The President's Dismissal on Journalist's Murder Represents a New Low.
“Stuff occurs.” A mere phrase. That’s all it took for the US president to brush off what is arguably the most infamous journalist killing of the past ten years – and in so doing plumbed a new low in his contempt for the press, for the media – and for the truth.
The Context
The American leader’s dismissal of the murder of prominent journalist Jamal Khashoggi came during a media briefing with the Saudi leader, Mohammed bin Salman – a man whom the US intelligence concluded in a 2021 report had ordered the abduction and murder of the Washington Post columnist in that year. (Prince Mohammed has rejected accusations.)
The US intelligence services were not the only ones to conclude the murder – which took place in the Saudi consulate in Turkey and in which the 59-year-old Khashoggi was sedated and dismembered – was signed off at the top echelons.
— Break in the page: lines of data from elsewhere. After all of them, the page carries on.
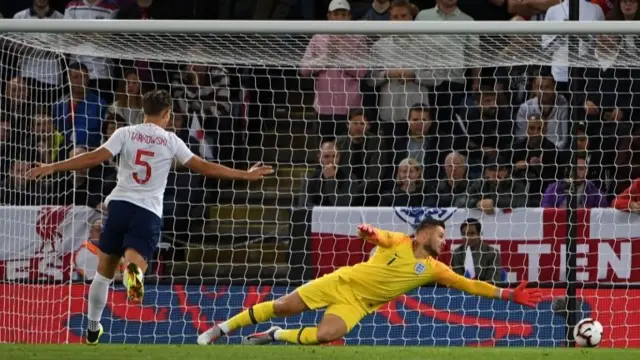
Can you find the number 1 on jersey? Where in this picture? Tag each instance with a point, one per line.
(140, 154)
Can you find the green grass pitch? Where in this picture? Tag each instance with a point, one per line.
(223, 352)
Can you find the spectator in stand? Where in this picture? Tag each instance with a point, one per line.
(552, 107)
(329, 184)
(202, 92)
(589, 195)
(409, 189)
(608, 5)
(17, 190)
(452, 191)
(417, 139)
(99, 69)
(7, 149)
(337, 89)
(360, 152)
(536, 160)
(79, 115)
(47, 141)
(482, 125)
(559, 46)
(128, 99)
(379, 11)
(497, 189)
(629, 200)
(42, 70)
(627, 164)
(611, 99)
(447, 86)
(475, 259)
(80, 187)
(398, 88)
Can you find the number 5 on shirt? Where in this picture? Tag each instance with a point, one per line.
(140, 161)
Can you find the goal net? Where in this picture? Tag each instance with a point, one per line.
(476, 129)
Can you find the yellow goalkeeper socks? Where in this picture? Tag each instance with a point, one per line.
(304, 336)
(254, 315)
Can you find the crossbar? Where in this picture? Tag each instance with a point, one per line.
(320, 27)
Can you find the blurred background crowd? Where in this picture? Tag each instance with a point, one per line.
(485, 138)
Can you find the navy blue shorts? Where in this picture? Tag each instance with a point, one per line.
(130, 226)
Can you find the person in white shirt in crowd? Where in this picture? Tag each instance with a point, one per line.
(551, 106)
(100, 69)
(379, 10)
(337, 89)
(41, 70)
(559, 44)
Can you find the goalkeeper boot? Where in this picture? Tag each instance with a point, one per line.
(262, 338)
(93, 337)
(134, 282)
(210, 335)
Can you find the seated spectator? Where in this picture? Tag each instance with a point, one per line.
(536, 160)
(99, 69)
(417, 139)
(41, 69)
(398, 89)
(17, 190)
(47, 141)
(482, 126)
(79, 115)
(627, 164)
(7, 149)
(589, 196)
(336, 89)
(550, 106)
(558, 46)
(329, 184)
(379, 10)
(629, 200)
(128, 99)
(497, 189)
(452, 191)
(360, 152)
(409, 189)
(202, 93)
(475, 259)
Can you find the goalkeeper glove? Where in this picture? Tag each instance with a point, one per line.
(523, 296)
(366, 231)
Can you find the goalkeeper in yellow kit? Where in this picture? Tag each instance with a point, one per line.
(400, 264)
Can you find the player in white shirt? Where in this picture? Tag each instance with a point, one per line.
(132, 228)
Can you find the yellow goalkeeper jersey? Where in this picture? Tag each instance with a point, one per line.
(393, 270)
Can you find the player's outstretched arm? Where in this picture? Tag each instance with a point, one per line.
(213, 170)
(80, 162)
(521, 295)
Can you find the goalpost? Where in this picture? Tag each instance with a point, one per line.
(240, 98)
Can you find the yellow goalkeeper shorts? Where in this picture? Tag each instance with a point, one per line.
(333, 293)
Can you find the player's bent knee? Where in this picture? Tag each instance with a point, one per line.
(289, 304)
(328, 333)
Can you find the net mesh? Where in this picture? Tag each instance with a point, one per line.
(371, 129)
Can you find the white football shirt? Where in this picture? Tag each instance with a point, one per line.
(146, 154)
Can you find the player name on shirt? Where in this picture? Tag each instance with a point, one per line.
(149, 139)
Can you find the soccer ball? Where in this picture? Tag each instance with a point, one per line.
(588, 333)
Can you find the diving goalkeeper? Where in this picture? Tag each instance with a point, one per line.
(400, 264)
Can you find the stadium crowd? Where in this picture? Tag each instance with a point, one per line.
(464, 137)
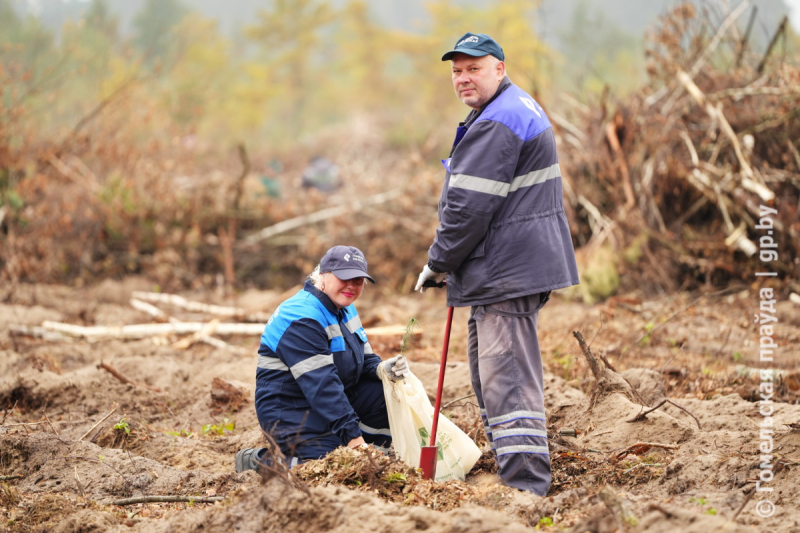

An investigation led by then UN special rapporteur, Agnès Callamard, reached comparable findings.
International Response
For a short time, governments were unified in their condemnation of the kingdom’s conduct. The United States imposed penalties and travel restrictions in that year over the killing, although it stopped short of penalizing the crown prince himself. Since then, the kingdom has been gradually restoring itself – and the crown prince’s visit to the US capital seemed to be the final confirmation of that rehabilitation.
White House Remarks
Critics of the regime had roundly condemned the meeting. But what was evident at the presidential residence was worse than could have been imagined. Not only did Trump fete Prince Mohammed but he seemed to alter history – and then pointed fingers at the victim. The crown prince, he asserted when asked, knew nothing about the murder – in clear opposition to what his nation’s spy agencies concluded previously. Moreover, Trump said: “A lot of people disliked that gentleman that you’re talking about, whether you like him or didn’t like him, things happen.”
Pattern of Behavior
This marks a fresh and shameful low for a leader who has made no attempt to hide of his disdain for the truth – or for the media. He has smeared journalists (he called a news network, whose reporter asked the inquiry about Khashoggi at the media event “fake news”), berated them in public (he called one a “rude name” this week for asking about his relationship with the disgraced financier Jeffrey Epstein), sued news outlets for eye-watering sums of money in frivolous cases, and called for news outlets he doesn’t like to lose their licenses.
He has forced established media out of the White House press pool for refusing to use language of his preference, and he has slashed funding for essential public media at domestically and vital independent media abroad.
Broader Implications
All of that has created an atmosphere in which reporters are clearly more vulnerable in the United States, but one in which their targeting – and indeed killing – becomes not just insignificant (“incidents occur”) but tolerated (“many individuals didn’t like that person”).
It is no surprise that that year was the most lethal year on file for the press in the over three decades the Committee to Protect Journalists (CPJ) has been tracking this data: a ongoing neglect to bring to justice those responsible for journalist killings has created a culture of impunity in which those who murder reporters are actually able to escape punishment and so continue to do so.
Nowhere is this more evident than in Israel, which is responsible for the killing of more than 200 media workers in the recent period.
Societal Impact
The effect on the public is profound. Targeting reporters are attacks on the truth. They are attacks on facts. They are attacks on our rights to know and on our freedom to live freely and safely.
On Thursday, CPJ meets for its annual global journalism honors. The statement at the event is the identical as my one for Trump: such events may happen. But it is our responsibility to make sure they cease.